Recipe- Sweet and Lemony Meyer Lemon Coconut Macaroons

If you’re craving something sweet and lemony, it’s all about these delicious Meyer lemon coconut macaroons. They’re also gluten-free and paleo-friendly. The great thing about coconut macaroons is that they couldn’t be easier to make. Once you’ve made them once, you’ll soon realize how highly addictive they are. I personally love the bright, lemony, vibrant sweetness of these Meyer lemon ones…which are sweet without being too sweet. You know what I’m talking about, right? But if you’re in a chocolate kind of mood, I’ve got you covered with chocolate coconut macaroons.

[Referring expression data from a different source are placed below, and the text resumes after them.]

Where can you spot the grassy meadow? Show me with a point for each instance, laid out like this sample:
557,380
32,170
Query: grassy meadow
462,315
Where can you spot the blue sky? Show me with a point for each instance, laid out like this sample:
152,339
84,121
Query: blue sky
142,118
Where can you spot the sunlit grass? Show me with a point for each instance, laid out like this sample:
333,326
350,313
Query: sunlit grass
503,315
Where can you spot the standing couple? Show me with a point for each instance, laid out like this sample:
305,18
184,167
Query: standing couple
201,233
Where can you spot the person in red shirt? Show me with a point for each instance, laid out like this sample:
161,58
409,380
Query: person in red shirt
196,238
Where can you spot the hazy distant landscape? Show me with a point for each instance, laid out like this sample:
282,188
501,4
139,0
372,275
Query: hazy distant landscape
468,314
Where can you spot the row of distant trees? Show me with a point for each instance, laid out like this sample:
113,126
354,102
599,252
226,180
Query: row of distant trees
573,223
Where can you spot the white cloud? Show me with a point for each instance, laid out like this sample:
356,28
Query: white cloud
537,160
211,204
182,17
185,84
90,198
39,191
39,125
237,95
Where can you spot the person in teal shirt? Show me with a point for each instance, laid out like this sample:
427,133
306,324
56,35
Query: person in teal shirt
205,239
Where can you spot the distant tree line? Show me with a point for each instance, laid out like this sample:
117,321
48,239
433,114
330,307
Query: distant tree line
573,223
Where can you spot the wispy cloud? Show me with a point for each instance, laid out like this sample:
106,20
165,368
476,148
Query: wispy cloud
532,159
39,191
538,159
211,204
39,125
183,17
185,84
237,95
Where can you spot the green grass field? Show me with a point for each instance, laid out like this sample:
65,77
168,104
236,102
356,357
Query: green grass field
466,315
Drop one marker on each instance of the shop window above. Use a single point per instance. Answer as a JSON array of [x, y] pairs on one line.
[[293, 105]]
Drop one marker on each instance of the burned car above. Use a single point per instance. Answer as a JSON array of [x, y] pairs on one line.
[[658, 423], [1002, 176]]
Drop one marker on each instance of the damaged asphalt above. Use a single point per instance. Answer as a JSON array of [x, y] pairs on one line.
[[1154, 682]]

Or if you’re in a pumpkin mood, check out my pumpkin spice coconut macaroons.

Ingredients

1 1/2 cup shredded coconut, unsweetened
1/2 cup almond flour, finely ground
1/2 cup honey
2 tbsp coconut oil, melted
1 tsp vanilla extract
1/4 tsp salt
1 meyer lemon, zested and juiced

Method

* Mix all ingredients in a bowl until well combined.

* Using a 1.5 tbsp cookie scoop, scoop the mixture onto a baking sheet lined with parchment paper.

* Bake at 325 degrees F for approximately 20 minutes, turning the baking sheet halfway through The bottom of each macaroon will start to brown with finished.

* Cool macaroons on the baking sheet for at least 15 minutes before transferring to a plate (otherwise, they will break apart).